Co-Optition the Combination of Cooperation and Competition

Mr. Vitavin states that ‘one of the things I have learned since joining the Beacon VC is that the market is much bigger than you think’. He believes that due to the size of the market, there will not be one winner who takes the majority market share emerging out from all the tech giants, emerging startups, corporations, traditional banks, and insurers that are in the space and therefore, the market will remain a fragmented one for the foreseeable future.

A fragmented market means that there is room for all the aforementioned players to have a role in the market. In Mr. Vitavin’s eyes, the way to win in this large market is not to gain market share; “the key is to know your space, understand yourself, respect others, and foster a more sustainable working relationship with other players in the market” he says. 

Additionally, Mr. Vitavin adds that “I strongly believe that partnership will be the key in the Financial Services space...Banks are being trusted (in Thailand) and also have excellent penetration. Therefore they can be a good platform and partner to help startups roll out new products and features. This is probably why in Thailand, if you look at FinTech, we don’t really have bank killers like in some (other) countries, mostly they will become the bank’s partners”.

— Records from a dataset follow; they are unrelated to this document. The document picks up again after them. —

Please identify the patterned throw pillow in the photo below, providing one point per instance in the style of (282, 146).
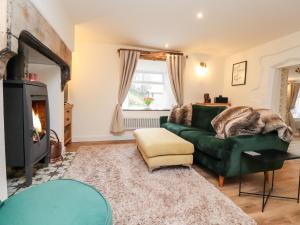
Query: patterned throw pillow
(220, 121)
(182, 115)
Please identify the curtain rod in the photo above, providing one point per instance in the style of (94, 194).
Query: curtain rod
(155, 51)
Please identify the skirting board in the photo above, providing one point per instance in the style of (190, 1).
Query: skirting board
(124, 137)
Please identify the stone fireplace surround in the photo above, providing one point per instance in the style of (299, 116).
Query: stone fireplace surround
(21, 22)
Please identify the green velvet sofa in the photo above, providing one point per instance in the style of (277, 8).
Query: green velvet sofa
(223, 155)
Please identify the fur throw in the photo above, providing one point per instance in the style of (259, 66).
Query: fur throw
(242, 120)
(182, 115)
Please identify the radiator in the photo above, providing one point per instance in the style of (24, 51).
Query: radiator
(135, 123)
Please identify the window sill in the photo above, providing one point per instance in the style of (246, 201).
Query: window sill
(148, 110)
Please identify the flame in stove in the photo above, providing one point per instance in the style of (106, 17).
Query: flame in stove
(36, 122)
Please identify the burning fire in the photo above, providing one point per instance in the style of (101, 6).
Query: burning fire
(36, 122)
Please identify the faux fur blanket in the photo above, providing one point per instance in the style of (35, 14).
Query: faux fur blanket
(243, 120)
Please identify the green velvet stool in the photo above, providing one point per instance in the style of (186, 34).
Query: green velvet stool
(59, 202)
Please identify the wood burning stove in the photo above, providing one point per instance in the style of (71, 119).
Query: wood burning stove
(26, 122)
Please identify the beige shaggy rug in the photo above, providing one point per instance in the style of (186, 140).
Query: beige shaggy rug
(177, 196)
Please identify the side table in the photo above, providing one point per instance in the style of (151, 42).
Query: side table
(267, 156)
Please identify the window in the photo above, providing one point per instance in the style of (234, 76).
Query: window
(150, 88)
(296, 110)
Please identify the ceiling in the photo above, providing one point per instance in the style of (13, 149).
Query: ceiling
(227, 26)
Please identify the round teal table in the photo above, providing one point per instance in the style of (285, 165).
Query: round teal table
(59, 202)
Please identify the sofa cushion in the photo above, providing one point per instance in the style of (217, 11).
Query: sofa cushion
(212, 146)
(194, 136)
(203, 115)
(177, 128)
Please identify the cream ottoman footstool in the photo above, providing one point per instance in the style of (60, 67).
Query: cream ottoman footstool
(160, 147)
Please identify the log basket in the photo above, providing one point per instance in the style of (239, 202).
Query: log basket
(55, 146)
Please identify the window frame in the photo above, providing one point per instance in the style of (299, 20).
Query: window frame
(150, 82)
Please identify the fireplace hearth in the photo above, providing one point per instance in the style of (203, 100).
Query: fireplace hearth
(26, 123)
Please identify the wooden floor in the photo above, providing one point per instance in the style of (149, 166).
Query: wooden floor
(283, 212)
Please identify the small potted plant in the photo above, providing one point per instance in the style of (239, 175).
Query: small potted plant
(148, 100)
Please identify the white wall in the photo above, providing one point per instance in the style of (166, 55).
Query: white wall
(264, 62)
(53, 11)
(94, 88)
(51, 75)
(3, 184)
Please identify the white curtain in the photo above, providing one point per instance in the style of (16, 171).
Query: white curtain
(293, 90)
(128, 62)
(176, 67)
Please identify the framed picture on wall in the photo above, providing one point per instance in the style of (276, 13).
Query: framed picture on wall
(239, 71)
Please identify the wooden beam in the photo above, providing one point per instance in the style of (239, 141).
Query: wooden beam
(153, 55)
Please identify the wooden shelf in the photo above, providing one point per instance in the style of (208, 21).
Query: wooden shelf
(214, 104)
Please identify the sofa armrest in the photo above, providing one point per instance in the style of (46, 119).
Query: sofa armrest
(162, 120)
(234, 146)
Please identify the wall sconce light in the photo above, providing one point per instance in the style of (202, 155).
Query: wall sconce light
(202, 69)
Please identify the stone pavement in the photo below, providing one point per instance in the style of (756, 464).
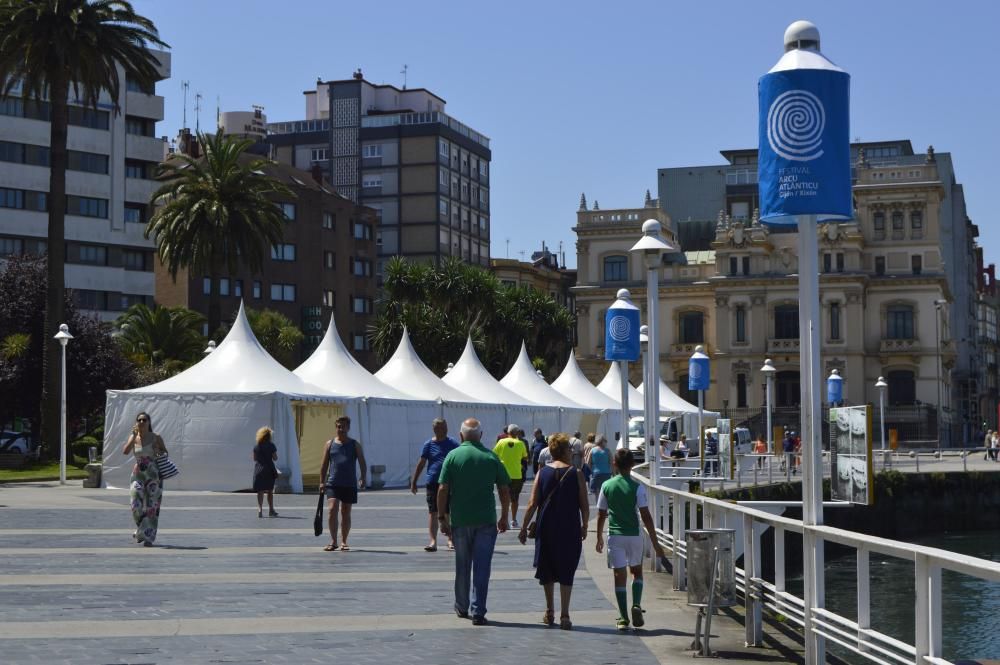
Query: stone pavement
(222, 586)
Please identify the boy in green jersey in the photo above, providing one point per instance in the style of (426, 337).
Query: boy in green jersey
(624, 501)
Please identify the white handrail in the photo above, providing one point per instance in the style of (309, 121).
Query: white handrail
(857, 637)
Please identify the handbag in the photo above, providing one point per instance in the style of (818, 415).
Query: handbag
(533, 527)
(318, 520)
(166, 468)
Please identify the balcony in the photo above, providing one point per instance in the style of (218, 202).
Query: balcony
(775, 345)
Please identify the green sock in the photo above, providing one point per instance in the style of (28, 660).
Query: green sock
(622, 595)
(637, 591)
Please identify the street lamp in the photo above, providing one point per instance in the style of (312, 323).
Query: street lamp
(881, 385)
(769, 371)
(938, 304)
(652, 247)
(64, 337)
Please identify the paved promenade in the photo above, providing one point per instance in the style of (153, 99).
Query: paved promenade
(222, 586)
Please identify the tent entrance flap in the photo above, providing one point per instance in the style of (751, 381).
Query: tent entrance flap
(315, 424)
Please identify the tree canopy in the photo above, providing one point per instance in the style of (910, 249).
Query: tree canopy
(440, 307)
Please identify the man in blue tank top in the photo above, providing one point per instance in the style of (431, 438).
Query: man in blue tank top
(340, 456)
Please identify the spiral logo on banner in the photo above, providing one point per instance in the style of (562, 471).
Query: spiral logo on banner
(620, 329)
(795, 124)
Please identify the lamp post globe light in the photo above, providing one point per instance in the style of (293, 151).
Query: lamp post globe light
(64, 337)
(651, 246)
(881, 385)
(769, 371)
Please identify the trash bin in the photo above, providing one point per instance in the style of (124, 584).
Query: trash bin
(702, 545)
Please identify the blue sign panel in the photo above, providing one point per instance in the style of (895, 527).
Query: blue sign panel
(698, 372)
(621, 332)
(804, 163)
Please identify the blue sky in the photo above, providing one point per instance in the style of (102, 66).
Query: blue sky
(595, 96)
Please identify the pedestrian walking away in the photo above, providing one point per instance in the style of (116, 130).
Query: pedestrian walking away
(342, 456)
(514, 455)
(432, 455)
(265, 472)
(145, 488)
(468, 476)
(622, 503)
(559, 496)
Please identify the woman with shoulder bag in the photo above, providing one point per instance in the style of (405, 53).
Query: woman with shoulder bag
(559, 496)
(145, 488)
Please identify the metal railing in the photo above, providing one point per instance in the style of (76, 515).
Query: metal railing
(676, 510)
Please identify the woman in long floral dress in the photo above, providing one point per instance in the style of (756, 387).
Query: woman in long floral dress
(145, 489)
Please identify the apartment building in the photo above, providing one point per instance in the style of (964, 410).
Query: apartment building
(395, 150)
(109, 183)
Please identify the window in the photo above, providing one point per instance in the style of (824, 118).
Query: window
(283, 292)
(899, 322)
(692, 328)
(133, 259)
(879, 221)
(283, 252)
(615, 268)
(786, 322)
(86, 206)
(135, 213)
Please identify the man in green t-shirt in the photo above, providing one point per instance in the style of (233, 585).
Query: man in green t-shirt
(465, 487)
(514, 455)
(624, 501)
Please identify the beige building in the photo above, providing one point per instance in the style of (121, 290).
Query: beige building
(885, 294)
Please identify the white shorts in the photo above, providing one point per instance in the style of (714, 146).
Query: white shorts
(624, 551)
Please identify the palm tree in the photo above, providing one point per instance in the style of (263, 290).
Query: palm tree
(47, 47)
(167, 337)
(217, 213)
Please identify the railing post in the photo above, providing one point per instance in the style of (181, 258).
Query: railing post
(864, 596)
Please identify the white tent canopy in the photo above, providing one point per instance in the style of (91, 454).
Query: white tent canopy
(523, 380)
(405, 371)
(572, 383)
(611, 385)
(469, 376)
(333, 368)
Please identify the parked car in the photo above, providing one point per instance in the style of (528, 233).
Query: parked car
(15, 442)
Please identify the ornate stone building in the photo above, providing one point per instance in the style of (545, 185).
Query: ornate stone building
(887, 290)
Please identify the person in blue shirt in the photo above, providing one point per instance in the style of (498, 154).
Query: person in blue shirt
(432, 455)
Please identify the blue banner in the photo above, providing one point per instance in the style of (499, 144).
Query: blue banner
(804, 162)
(699, 374)
(621, 332)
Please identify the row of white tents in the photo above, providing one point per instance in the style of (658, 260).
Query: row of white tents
(209, 413)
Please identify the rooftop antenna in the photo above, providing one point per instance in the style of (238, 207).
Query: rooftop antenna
(184, 86)
(197, 111)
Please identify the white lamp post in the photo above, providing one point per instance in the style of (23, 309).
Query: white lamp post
(64, 337)
(652, 247)
(881, 385)
(769, 372)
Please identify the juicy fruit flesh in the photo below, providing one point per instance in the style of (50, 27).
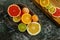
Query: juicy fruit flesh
(26, 18)
(22, 27)
(44, 3)
(33, 28)
(16, 19)
(35, 18)
(57, 13)
(13, 10)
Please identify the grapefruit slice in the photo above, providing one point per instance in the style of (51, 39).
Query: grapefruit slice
(35, 18)
(33, 28)
(26, 18)
(25, 10)
(52, 10)
(57, 13)
(44, 3)
(14, 10)
(16, 19)
(22, 27)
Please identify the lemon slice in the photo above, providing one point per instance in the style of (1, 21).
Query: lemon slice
(34, 28)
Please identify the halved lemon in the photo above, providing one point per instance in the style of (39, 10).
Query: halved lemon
(44, 3)
(26, 18)
(34, 28)
(16, 19)
(35, 18)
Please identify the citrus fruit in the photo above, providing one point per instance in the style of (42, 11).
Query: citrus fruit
(57, 13)
(49, 6)
(35, 18)
(33, 28)
(44, 3)
(22, 27)
(14, 10)
(52, 10)
(26, 18)
(25, 10)
(16, 19)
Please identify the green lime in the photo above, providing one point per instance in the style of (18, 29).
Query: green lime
(22, 27)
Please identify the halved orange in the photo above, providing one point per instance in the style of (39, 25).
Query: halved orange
(14, 10)
(26, 18)
(16, 19)
(34, 28)
(35, 18)
(44, 3)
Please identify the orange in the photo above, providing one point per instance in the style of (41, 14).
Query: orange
(34, 28)
(14, 10)
(35, 18)
(44, 3)
(16, 19)
(26, 18)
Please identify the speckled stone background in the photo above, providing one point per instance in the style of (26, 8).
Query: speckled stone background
(49, 30)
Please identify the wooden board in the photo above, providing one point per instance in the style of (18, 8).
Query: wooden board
(55, 20)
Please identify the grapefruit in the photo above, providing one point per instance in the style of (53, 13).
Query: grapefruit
(57, 13)
(26, 18)
(22, 27)
(44, 3)
(16, 19)
(35, 18)
(34, 28)
(14, 10)
(25, 10)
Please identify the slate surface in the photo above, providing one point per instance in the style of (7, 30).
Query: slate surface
(49, 30)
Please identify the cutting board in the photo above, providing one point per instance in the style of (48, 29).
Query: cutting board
(56, 20)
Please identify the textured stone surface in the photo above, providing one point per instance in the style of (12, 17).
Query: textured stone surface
(49, 29)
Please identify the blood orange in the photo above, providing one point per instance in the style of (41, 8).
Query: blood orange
(14, 10)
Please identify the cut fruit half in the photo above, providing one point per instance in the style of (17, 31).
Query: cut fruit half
(14, 10)
(26, 18)
(35, 18)
(57, 13)
(52, 10)
(44, 3)
(16, 19)
(34, 28)
(22, 27)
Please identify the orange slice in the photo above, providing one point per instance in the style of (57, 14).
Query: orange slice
(16, 19)
(26, 18)
(35, 18)
(34, 28)
(44, 3)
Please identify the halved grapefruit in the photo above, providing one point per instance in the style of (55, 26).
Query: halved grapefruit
(44, 3)
(14, 10)
(35, 18)
(16, 19)
(57, 13)
(26, 18)
(34, 28)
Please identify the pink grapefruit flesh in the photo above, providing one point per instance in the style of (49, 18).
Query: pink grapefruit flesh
(14, 10)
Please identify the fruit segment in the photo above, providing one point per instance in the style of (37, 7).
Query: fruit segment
(34, 28)
(14, 10)
(22, 27)
(44, 3)
(26, 18)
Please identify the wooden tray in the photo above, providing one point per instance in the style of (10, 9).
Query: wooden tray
(55, 20)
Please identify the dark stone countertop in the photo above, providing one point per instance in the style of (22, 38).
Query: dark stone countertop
(49, 29)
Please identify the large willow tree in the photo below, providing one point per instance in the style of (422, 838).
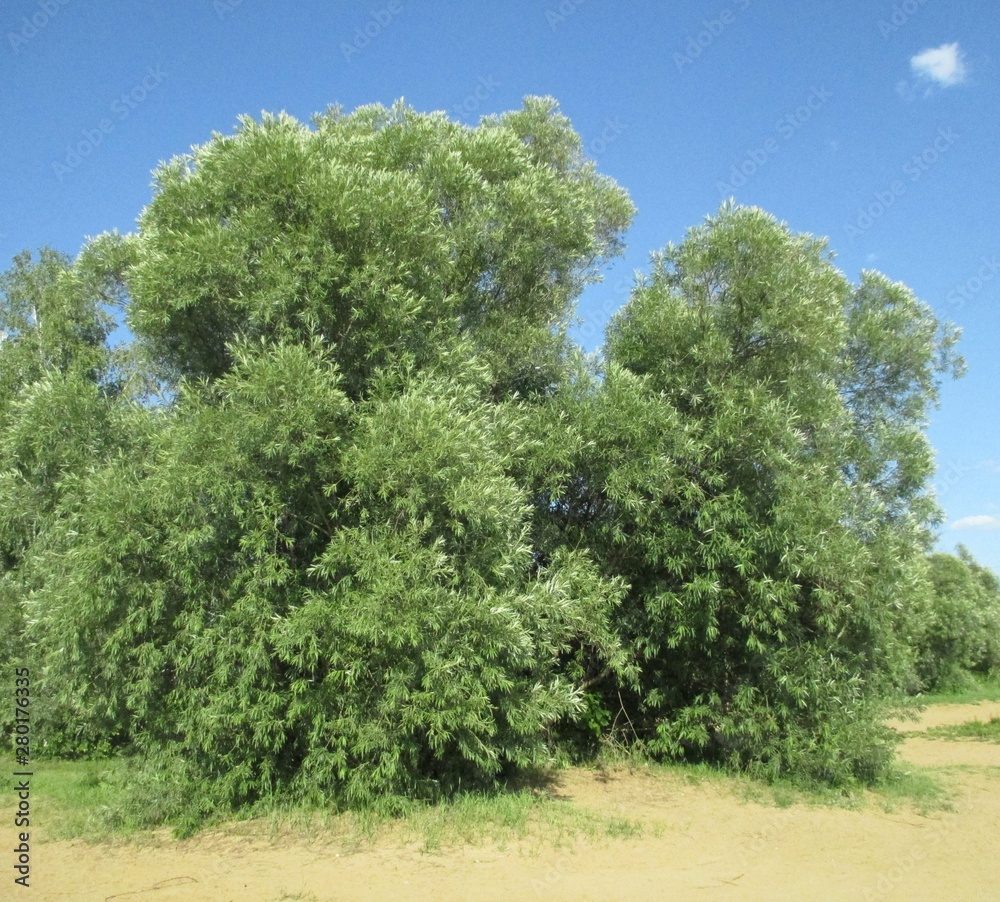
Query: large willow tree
(753, 464)
(313, 566)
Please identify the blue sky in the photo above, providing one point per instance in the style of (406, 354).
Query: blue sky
(873, 123)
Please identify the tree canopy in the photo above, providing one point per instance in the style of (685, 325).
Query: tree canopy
(351, 514)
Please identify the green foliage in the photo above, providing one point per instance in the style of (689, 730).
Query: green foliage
(764, 562)
(386, 232)
(954, 623)
(352, 518)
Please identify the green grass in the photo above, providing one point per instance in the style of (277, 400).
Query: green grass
(980, 689)
(984, 731)
(91, 800)
(97, 800)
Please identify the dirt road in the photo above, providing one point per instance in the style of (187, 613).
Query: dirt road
(698, 842)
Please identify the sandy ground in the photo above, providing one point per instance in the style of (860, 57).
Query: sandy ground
(698, 842)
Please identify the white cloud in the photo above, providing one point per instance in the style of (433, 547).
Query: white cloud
(943, 65)
(979, 521)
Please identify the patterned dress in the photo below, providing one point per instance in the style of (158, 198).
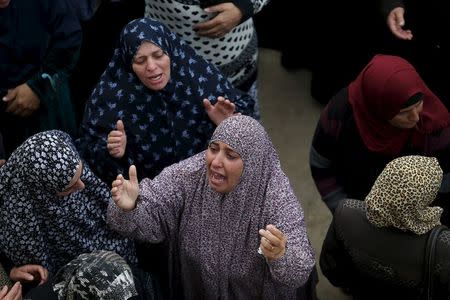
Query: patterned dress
(213, 238)
(235, 54)
(162, 127)
(38, 227)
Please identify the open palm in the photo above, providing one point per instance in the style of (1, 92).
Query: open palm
(125, 192)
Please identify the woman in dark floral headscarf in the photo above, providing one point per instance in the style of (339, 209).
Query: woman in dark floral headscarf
(52, 207)
(159, 97)
(232, 222)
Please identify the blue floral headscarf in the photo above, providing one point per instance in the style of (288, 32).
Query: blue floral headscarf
(38, 227)
(162, 127)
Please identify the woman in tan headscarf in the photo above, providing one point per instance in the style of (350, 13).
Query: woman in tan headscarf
(377, 248)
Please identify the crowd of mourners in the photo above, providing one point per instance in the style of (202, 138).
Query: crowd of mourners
(133, 163)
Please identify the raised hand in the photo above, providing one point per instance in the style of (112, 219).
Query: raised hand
(29, 273)
(21, 101)
(228, 16)
(396, 21)
(218, 112)
(125, 192)
(117, 141)
(15, 293)
(273, 242)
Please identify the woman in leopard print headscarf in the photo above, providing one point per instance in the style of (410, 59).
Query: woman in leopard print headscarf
(402, 193)
(377, 248)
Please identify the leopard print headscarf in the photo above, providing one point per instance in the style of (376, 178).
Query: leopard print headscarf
(402, 193)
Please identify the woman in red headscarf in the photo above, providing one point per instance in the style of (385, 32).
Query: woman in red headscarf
(386, 112)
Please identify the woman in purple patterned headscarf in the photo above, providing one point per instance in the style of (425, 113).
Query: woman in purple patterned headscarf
(217, 211)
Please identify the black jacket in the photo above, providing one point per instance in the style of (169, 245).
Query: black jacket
(381, 263)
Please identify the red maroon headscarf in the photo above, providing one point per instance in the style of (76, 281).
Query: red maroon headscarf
(378, 94)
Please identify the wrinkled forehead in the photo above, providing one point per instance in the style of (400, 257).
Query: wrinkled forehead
(144, 30)
(244, 135)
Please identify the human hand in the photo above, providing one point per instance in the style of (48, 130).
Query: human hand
(29, 273)
(21, 101)
(117, 141)
(273, 242)
(218, 112)
(125, 192)
(228, 16)
(396, 21)
(15, 293)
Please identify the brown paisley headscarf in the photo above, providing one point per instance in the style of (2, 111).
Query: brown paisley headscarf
(402, 193)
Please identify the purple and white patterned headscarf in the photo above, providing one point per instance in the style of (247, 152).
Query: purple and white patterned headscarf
(221, 231)
(213, 237)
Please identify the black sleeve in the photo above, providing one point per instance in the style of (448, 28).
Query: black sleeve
(335, 262)
(388, 5)
(2, 148)
(246, 8)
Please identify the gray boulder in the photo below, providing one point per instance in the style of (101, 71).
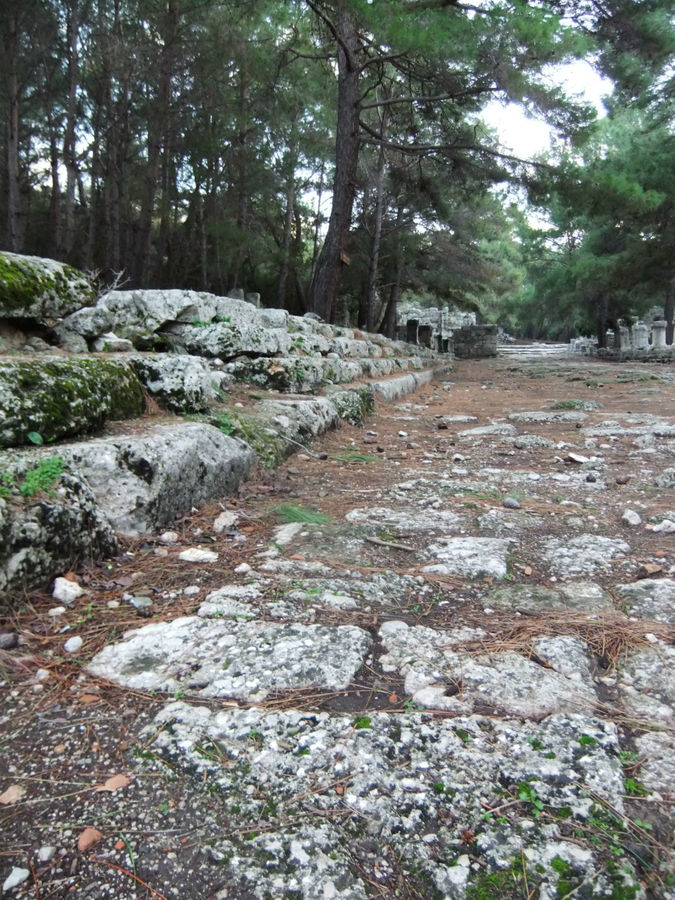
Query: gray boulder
(35, 288)
(143, 482)
(51, 531)
(180, 383)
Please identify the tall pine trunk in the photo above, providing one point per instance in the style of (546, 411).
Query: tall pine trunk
(69, 139)
(326, 281)
(13, 193)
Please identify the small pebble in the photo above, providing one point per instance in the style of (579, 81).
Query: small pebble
(16, 877)
(141, 605)
(8, 640)
(72, 645)
(195, 554)
(66, 591)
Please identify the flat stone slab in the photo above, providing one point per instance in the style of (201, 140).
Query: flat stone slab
(503, 522)
(400, 520)
(498, 430)
(580, 595)
(441, 671)
(657, 428)
(391, 792)
(552, 415)
(647, 683)
(469, 556)
(583, 554)
(243, 660)
(650, 598)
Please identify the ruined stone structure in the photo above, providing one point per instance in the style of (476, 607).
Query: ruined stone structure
(639, 341)
(446, 330)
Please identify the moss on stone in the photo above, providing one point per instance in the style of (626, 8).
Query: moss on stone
(354, 405)
(64, 398)
(271, 449)
(31, 287)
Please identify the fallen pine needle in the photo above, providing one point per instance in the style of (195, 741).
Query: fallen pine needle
(153, 891)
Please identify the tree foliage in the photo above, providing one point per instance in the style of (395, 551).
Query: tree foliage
(330, 154)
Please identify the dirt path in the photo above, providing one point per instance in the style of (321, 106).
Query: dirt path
(435, 662)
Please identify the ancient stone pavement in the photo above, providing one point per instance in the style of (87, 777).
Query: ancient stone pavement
(431, 657)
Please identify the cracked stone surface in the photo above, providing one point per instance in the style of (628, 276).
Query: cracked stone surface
(473, 557)
(233, 659)
(650, 598)
(584, 554)
(506, 681)
(395, 775)
(425, 695)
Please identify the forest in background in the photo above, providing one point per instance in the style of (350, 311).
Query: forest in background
(330, 153)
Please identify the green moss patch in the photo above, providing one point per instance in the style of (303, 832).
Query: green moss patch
(53, 399)
(31, 287)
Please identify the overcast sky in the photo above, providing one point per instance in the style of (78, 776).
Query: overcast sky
(525, 136)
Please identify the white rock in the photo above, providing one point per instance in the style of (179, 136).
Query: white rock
(72, 645)
(225, 521)
(16, 877)
(56, 611)
(665, 527)
(66, 591)
(195, 554)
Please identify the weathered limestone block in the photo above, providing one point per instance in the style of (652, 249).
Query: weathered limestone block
(35, 288)
(89, 322)
(475, 341)
(59, 398)
(148, 311)
(640, 336)
(143, 482)
(658, 334)
(180, 383)
(189, 653)
(227, 340)
(51, 531)
(301, 420)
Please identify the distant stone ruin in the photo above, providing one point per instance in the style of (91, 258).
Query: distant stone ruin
(641, 341)
(446, 331)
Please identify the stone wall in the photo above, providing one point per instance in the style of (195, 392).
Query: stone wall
(430, 327)
(640, 341)
(475, 341)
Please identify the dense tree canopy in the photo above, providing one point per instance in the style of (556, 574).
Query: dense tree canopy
(330, 154)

Mr. Ganesh’s views on Co-Optition are similar to that of Mr.Vitavin’s. He states that: “we believe fundamentally in the collaboration between FinTechs and large institutions, whether is large digital platforms, large financial institutions, large banks, or large brick and mortar conglomerates”. 

Mr. Ganesh goes on to say that “if you look across our portfolio companies, most of them actually co-op very, very strongly with banks, financial institutions, and with independent large digital platforms”. Mr.Ganesh believes that by cooperating with established institutions, the mutual benefit can be created for both the FinTech and the institution for example; fintech may provide new solutions or take successful products to a new customer base.